Y entonces comprendió que la presencia de él era la pared, que su presencia la estaba destruyendo. A menos que pudiese escapar, ella moriría del modo más espan­toso, emparedada en horror. Y él era la pared. Ella debía romper la pared..., debía romperle ante ella, la horren­da obstrucción de él que obstruía la vida de ella abso­lutamente. Tenía que hacerse o ella perecería del modo más horrible.

Recorrían su cuerpo terribles descargas semejantes a calambres, como si muchos voltios de electricidad la hubiesen alcanzado de repente. Era consciente de él, sentado allí silenciosamente, una obstrucción maligna impensable. Sólo eso ocupaba su mente, oprimiendo su respiración; esa presencia silenciosa y de espaldas, la parte de atrás de su cabeza.

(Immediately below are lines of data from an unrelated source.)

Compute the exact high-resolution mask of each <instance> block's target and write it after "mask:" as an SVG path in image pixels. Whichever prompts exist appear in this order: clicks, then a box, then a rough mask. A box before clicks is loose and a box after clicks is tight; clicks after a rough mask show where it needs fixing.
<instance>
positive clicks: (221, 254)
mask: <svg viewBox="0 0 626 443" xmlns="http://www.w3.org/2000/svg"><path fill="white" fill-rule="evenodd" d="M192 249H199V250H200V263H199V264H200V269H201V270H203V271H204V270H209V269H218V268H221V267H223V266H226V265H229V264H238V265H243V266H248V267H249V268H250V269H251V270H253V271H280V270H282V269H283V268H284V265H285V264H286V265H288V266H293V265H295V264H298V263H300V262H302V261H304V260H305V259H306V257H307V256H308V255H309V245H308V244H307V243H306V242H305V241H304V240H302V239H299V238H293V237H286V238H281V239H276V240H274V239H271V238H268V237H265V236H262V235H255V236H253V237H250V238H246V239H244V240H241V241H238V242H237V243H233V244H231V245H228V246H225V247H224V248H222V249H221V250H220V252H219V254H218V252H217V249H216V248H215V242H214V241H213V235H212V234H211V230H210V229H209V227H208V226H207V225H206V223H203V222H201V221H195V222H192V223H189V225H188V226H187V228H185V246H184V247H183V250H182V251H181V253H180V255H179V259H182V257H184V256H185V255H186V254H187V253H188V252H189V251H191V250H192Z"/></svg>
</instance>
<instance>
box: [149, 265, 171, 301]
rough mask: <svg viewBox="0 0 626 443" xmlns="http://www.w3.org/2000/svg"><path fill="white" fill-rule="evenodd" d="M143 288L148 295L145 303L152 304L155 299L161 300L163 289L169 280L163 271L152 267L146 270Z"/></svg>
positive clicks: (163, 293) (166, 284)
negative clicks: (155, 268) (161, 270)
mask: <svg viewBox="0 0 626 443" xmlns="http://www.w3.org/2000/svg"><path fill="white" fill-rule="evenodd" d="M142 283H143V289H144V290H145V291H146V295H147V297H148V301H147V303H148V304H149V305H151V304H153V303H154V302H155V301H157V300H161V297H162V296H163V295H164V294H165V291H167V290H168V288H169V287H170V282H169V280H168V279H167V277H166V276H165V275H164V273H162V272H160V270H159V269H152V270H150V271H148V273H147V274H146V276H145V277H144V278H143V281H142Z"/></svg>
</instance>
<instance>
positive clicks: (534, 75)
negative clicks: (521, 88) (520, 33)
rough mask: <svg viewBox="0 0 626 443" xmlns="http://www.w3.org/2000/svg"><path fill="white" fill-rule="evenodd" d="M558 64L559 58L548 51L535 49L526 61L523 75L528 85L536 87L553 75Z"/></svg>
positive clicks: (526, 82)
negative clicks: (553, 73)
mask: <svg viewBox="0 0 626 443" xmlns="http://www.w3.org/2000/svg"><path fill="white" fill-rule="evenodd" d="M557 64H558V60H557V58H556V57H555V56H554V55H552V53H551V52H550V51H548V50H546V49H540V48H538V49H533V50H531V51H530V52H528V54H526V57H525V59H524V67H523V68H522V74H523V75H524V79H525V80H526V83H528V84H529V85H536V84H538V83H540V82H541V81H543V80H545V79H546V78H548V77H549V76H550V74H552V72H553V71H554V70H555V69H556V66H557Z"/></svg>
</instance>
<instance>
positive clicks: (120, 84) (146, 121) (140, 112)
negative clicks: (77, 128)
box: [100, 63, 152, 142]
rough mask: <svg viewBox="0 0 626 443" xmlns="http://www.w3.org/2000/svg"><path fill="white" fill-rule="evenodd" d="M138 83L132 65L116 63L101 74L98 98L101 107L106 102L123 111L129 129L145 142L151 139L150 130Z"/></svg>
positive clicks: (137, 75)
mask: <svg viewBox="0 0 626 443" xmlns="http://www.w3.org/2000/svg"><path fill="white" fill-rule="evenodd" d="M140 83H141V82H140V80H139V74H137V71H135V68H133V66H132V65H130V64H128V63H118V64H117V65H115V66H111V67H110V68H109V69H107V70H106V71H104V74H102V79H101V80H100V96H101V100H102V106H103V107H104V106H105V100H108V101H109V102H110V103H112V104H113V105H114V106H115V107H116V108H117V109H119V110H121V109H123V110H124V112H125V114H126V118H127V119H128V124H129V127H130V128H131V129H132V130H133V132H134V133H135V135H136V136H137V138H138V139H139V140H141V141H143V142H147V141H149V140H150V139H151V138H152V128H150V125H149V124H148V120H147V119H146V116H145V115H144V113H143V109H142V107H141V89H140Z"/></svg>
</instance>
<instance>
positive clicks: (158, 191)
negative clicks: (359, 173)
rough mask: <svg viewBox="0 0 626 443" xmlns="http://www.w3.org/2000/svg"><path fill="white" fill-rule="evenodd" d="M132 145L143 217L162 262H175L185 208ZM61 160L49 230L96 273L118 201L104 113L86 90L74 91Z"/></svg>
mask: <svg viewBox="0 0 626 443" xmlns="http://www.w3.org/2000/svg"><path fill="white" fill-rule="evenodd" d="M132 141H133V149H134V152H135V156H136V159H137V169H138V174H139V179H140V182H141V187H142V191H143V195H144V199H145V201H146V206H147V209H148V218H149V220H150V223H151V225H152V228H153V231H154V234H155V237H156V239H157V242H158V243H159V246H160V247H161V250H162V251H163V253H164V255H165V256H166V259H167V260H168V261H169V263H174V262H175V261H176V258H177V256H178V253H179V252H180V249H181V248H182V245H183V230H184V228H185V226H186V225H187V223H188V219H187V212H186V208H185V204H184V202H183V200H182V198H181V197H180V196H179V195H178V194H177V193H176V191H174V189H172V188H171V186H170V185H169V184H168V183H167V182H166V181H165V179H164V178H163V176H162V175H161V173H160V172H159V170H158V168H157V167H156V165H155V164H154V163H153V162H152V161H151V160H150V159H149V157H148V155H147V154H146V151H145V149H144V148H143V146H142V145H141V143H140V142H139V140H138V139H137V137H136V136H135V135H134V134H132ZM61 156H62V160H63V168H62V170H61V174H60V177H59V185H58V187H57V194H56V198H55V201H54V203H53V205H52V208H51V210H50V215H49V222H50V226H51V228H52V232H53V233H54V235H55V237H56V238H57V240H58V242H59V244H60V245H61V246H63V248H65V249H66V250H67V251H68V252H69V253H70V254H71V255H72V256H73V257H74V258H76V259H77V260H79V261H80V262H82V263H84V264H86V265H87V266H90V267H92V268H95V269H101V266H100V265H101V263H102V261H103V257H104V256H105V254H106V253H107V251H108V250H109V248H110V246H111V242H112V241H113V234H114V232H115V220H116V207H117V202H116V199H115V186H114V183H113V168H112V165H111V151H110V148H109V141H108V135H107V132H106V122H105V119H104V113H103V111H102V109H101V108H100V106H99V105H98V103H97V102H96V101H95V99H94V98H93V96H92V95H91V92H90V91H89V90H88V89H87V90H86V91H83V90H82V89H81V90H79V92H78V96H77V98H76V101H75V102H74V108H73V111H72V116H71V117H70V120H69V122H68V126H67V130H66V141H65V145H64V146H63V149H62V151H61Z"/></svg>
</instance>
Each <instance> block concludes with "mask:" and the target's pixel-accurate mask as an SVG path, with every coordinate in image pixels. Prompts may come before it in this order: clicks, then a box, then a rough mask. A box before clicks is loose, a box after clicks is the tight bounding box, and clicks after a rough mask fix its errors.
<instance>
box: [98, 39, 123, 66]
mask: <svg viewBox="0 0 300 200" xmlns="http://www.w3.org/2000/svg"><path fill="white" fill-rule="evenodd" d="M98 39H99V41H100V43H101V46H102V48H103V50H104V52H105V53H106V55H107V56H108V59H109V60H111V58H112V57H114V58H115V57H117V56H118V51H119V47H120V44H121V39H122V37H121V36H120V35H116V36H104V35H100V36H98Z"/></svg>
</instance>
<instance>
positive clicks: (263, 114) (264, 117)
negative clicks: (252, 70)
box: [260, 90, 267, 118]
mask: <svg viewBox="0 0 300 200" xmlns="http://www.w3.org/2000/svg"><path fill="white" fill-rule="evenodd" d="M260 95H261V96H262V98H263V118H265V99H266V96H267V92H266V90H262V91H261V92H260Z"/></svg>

Un estremecimiento voluptuoso terrible recorrió sus brazos..., ella iba a conocer su consumación voluptuosa. Sus brazos temblaron y eran fuertes, inconmensurables e irresistiblemente fuertes. ¡Qué deleite, qué deleite en la fuerza, qué delirio de placer! Ella iba a lograr la consumación del éxtasis voluptuoso. ¡Estaba llegando! Con el terror y la agonía más extremos sabía que estaba ahora sobre ella, en forma de pura fruición. Su mano se cerró sobre una bola azul y hermosa de lapislázuli, usa­da como pisapapeles en su escritorio. La hizo girar en su mano y se levantó silenciosamente. El corazón era una pura llama en su pecho, ella estaba en éxtasis pura­mente inconsciente. Se movió hacia él y quedó de pie detrás durante un momento, en éxtasis. El, encerrado dentro del hechizo, permaneció inmóvil e inconsciente.

Entonces, rápidamente, en una llama que inundó su cuerpo como relámpago fluido y le proporcionó una im­pronunciable consumación perfecta, una satisfacción impronunciable, bajó la bola de piedra preciosa con toda su fuerza sobre la cabeza de él. Pero sus dedos amortiguaron el golpe. Sin embargo, la cabeza bajó hasta la mesa donde yacía su libro, la piedra resbaló lateralmente sobre su oreja; fue una convulsión de puro éxtasis para ella, encendida por el dolor aplastado de sus dedos. Pero de algún modo no era completo. Levantó alto el brazo para apuntar, una vez más, directamente sobre la cabeza que yacía aturdida en la mesa. Debía aplastarla, era necesario aplastarla para que su éxtasis se consumase, se cumpliese para siempre. Mil vidas, mil muertes, nada importaban ahora, sólo el cum­plimiento de ese éxtasis perfecto.

No fue rápida, sólo se podía mover lentamente. Un espíritu fuerte en él le despertó, haciéndole levantar el rostro y volverlo en dirección a ella. Su brazo estaba levantado, aferrando con la mano la bola de lapislázuli. Era su mano izquierda, él comprendió una vez más con horror que ella era zurda. Rápidamente, con un movi­miento de enterrarse, se cubrió la cabeza bajo el espeso volumen de Tucídides, y el golpe bajó rompiéndole casi el cuello y conmoviendo su corazón.